University of Washington

Blackout blots out Big Red

Quarterback Jake Locker and linebacker Mason Foster are on their way to the NFL, and sophomore Chris Polk, a running back whose ability to both deliver and sustain punishment accelerates his football body clock, has every reason to consider joining them.

Without their two senior leaders – and, possibly, without Polk, the once underused threat who finished the season as offensive MVP of the Holiday Bowl – what can we expect the Washington Huskies to look like in 2011?

Expect more of those black uniforms. I wasn’t keen on the premise of exchanging the traditional combination of purple and gold for black jerseys and black pants, but if the idea is to wear uniforms that suggest a tough, no-frills attitude, well.

The idea works.

Before the Huskies put their new look on display in the home finale against UCLA, there was nothing about Steve Sarkisian’s team that qualified as an identity. The offense had some playmakers, but the plays that were made rarely translated into touchdown drives. The defense tried, for the most part, in a gallant but futile belief that sheer effort can compensate for a dearth of size, experience, and talent.

Then they stormed out of the Husky Stadium tunnel in their we-mean-business black uniforms to face the Bruins. Locker’s passing touch was as cold as the brisk wind – he threw for only 68 yards – and for the first time in his career, the subpar passing stats didn’t matter. Polk ran for 138 yards, a career-high that soon would be surpassed, times two. The defense, then ranked 118th of 120 major-college teams in stopping the run, stopped everything.

A victory at California, defined by Polk’s last-second, fourth-and-goal touchdown crash off right tackle – it spared the Huskies the hassle of taking things into overtime – was followed by another power-ball demonstration in the Apple Cup, with Polk asserting his strength behind a line whose confidence had become palpable.

Nine games into the season, this was an offense that wasn’t especially adept at anything. Without any commitment to a running game, realizing the untapped potential of Locker’s passing arm was Plan A, Plan B and Plan C.

And then the weather turned from mildly unpleasant to bitter and harsh, and the uniforms were adjusted from bright to dark , and the untapped potential of Locker’s passing arm became more a discussion for Mel Kiper’s Big Board than a recipe for a UW victory.

Nebraska, apparently, never got the cue of the Huskies’ transformation.

The Cornhuskers’ absence of urgency on Thursday night is easy to ridicule but even easier to understand: They had already beaten their Holiday Bowl opponent on the road, by 35 points – and the margin would’ve been 50 or 60 points had the visitors not taken their feet off the pedal midway through the third quarter.

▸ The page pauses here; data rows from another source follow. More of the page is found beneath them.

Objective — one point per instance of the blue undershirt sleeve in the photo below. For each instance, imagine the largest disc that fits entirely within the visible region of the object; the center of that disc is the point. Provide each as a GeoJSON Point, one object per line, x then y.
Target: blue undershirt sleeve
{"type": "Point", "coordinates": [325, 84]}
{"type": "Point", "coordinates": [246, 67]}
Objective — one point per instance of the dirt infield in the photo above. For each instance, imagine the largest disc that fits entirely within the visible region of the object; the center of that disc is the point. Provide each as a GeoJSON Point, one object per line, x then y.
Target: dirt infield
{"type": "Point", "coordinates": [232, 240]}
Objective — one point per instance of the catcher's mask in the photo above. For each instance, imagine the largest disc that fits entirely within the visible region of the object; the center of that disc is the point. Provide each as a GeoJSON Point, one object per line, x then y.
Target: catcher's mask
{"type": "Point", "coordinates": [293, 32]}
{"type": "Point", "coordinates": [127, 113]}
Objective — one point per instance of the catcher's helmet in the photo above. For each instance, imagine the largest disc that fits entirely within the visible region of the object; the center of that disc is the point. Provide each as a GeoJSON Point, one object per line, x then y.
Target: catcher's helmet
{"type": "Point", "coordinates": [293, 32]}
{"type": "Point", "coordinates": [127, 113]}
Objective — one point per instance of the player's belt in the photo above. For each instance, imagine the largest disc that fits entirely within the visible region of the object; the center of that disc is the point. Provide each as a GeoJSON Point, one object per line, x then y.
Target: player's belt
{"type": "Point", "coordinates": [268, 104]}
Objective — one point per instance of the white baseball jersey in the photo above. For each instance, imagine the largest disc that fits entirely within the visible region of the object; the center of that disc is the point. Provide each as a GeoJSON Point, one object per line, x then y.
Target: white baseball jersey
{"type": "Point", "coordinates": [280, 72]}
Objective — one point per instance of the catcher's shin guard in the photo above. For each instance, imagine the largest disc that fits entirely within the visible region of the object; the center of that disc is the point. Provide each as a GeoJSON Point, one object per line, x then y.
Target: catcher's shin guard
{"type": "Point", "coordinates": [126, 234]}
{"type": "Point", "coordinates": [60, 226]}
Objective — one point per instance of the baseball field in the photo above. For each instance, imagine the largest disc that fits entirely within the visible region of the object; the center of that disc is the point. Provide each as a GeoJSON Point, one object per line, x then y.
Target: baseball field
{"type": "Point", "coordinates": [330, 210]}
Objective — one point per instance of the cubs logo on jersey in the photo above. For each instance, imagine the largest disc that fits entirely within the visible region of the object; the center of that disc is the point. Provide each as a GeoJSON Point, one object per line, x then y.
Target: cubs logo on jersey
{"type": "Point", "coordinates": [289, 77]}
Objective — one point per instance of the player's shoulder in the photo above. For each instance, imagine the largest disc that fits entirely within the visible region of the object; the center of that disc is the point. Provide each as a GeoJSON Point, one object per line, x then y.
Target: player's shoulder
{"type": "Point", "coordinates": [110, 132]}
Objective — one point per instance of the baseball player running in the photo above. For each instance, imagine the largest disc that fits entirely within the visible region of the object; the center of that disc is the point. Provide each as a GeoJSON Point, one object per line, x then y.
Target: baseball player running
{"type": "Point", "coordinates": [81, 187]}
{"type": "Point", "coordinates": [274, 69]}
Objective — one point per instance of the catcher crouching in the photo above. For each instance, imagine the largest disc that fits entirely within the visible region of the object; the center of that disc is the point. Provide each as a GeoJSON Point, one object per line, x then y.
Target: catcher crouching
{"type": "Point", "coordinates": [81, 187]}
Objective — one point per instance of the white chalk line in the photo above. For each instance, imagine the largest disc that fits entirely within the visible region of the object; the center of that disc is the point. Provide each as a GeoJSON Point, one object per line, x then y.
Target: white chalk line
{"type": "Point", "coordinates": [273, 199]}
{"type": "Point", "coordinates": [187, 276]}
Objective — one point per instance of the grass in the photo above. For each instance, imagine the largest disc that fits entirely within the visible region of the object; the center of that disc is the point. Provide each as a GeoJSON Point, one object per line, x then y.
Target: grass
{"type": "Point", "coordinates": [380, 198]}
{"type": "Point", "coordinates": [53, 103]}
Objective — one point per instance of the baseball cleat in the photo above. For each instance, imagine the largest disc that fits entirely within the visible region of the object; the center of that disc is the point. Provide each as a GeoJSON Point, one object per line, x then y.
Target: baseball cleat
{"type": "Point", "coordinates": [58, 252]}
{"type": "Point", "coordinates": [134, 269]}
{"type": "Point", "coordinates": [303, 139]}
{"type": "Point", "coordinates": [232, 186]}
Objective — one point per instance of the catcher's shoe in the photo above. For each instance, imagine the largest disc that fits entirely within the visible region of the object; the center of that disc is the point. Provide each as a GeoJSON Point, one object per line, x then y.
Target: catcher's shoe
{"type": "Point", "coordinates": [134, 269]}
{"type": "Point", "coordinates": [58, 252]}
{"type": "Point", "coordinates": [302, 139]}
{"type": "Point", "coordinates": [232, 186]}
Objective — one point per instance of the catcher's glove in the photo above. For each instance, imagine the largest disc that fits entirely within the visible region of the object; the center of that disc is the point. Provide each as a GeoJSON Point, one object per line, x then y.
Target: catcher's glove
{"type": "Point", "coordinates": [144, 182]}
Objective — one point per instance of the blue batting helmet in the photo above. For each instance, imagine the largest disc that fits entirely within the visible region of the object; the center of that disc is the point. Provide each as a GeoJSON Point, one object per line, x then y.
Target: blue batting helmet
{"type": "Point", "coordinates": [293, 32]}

A two-touchdown favorite, a San Diego bowl visitor for the second time in two years, a Holiday Bowl rematch with Washington was about as exotic to the ’Huskers as a motel marquee boasting free TV.

In other words, this was the ideal opponent: Apollo Creed leaning back in an office chair, speculating about endorsements, while Rocky Balboa was hitting a side of beef in the meat-packing plant.

Still, as disengaged and distracted and just plain bored as the Cornhuskers were, some fundamental execution was required to pull off the upset. The execution began with a philosophy.

“We just ran right at ’em,” said Polk, who carried 34 times for 177 yards. “We knew we could win if we ran the way we know how to run. They couldn’t stop it.”

As the Huskies’ offensive line took on a personality – as it seemed to take delight in the notion that the only play more rewarding than a first down on a third-and-2 is a first down on a fourth-and-1 – the defensive line’s evolvement suggested the attitude was contagious.

On Sept. 18, the UW defensive line took on the roll of spectators as Nebraska rolled up 383 rushing yards. In the rematch, the ’Huskers finished with 91.

Locker is able connect the dots. He understands the concept of team effort, and couldn’t care less that his paltry passing numbers against Nebraska – 5 of 16, for 56 yards – are unworthy of a presumptive first-round NFL draft choice.

Polk was a deserving a recipient of the Holiday Bowl’s offensive MVP award, but Locker belonged in the discussion.

Five completions for 56 yards? Obviously, it wasn’t the tour-de-force performance capable of vaulting Locker back into the top 10 of Kiper’s Big Board. But he ran for 83 yards and a touchdown, and committed no turnovers, and essentially embodied a tradition of tough-guy Huskies quarterbacks that began half a century ago with Bob Schloredt.

In the 1960 Rose Bowl, despite attempting all of seven passes, he won MVP after rushing for 81 yards in a 44-8 victory over Wisconsin. A year later, returning to the Rose Bowl, Schloredt went 2-for-4, for 16 yards, as the Huskies beat Minnesota. But he ran five times for 68 yards, and became the Rose Bowl’s first two-time MVP.

Like Schloredt, a College Football Hall of Famer, Locker’s legacy can’t be appreciated by numbers. Better to remember him as the quarterback whose lackluster team groped to find an identity with black jerseys and black pants in the middle of November, and turned into a brutal force of football efficiency by the end of December.